Indeed. But I’m sensing that there is no good answer, apart from a hedged fund, which is still too expensive.

So, if:
(a) - the assumptions behind an AA which includes total world funds like VT or VWRL remains valid; *
(b) - exposure to USD in total world funds cannot be reduced, except for very expensive hedged funds;
(c) - US becomes a risk country from a foreign investor’s perspective, which was not the case before;

are true, it seems to me there are - today and likely in the coming months - more advantages from purchasing UCITS than US funds.

What am I missing?

*It could as well be argued that the current situation might justify shifting an entire AA away from US stocks, but I guess it’s a different argument.

1 Like

You can do it yourself - with almost none-existing fees for FX. You can hedge. I know you know how to do it.

Edit: But if you don’t - ask the question.

I wouldn’t say advantageous. I would say maybe a bit more safer (UCITS) against asset freezes.
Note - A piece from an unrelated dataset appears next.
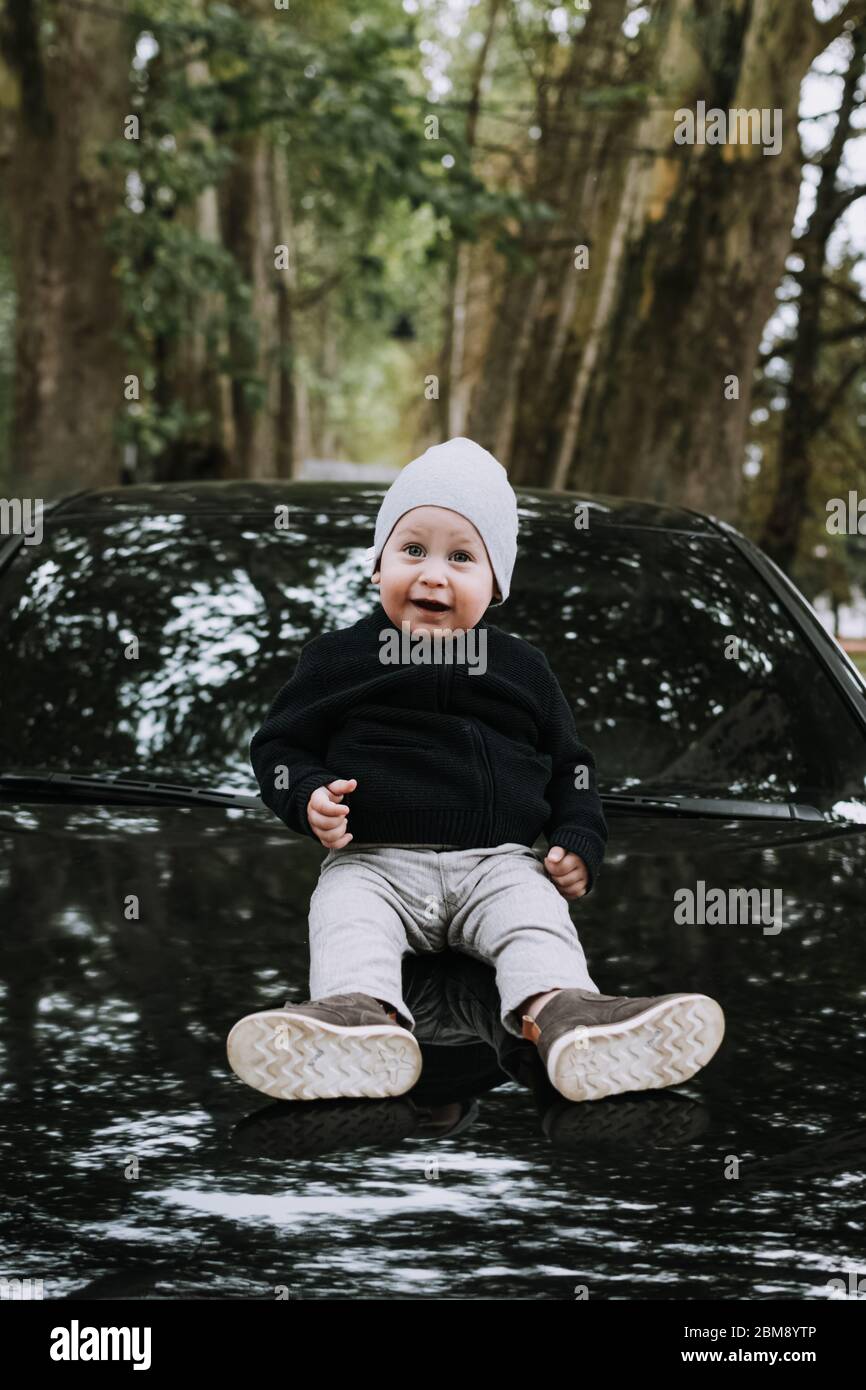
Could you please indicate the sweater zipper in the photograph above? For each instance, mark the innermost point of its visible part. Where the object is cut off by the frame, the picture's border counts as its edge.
(445, 683)
(488, 779)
It all boils down to one key question when selecting VT vs WEBG
What’s more important ? Peace of mind or 0.1% of your annual performance per year.

1 Like

He is doing clever thing - he conditions a market to his whim.
He spokes…
Market awaits…

What the hell is this green thing in my chart? :sweat_smile:

4 Likes

I
just
can’t.
:see_no_evil_monkey:

3 Likes

I missed my TQQQ buying opportunity!

2 Likes

Trump said today people should keep cool and keep buying stocks and then came the 90 days pause

This is such a drama

I feel this move is designed to do two things

  1. Now the 10% would sound like good deal to most countries (versus the made up higher tariffs) and they might not retaliate and US gets 10% universal tariff. US will see this as a win because it’s still a loss for other countries

  2. Singled out China to ensure other countries don’t support China.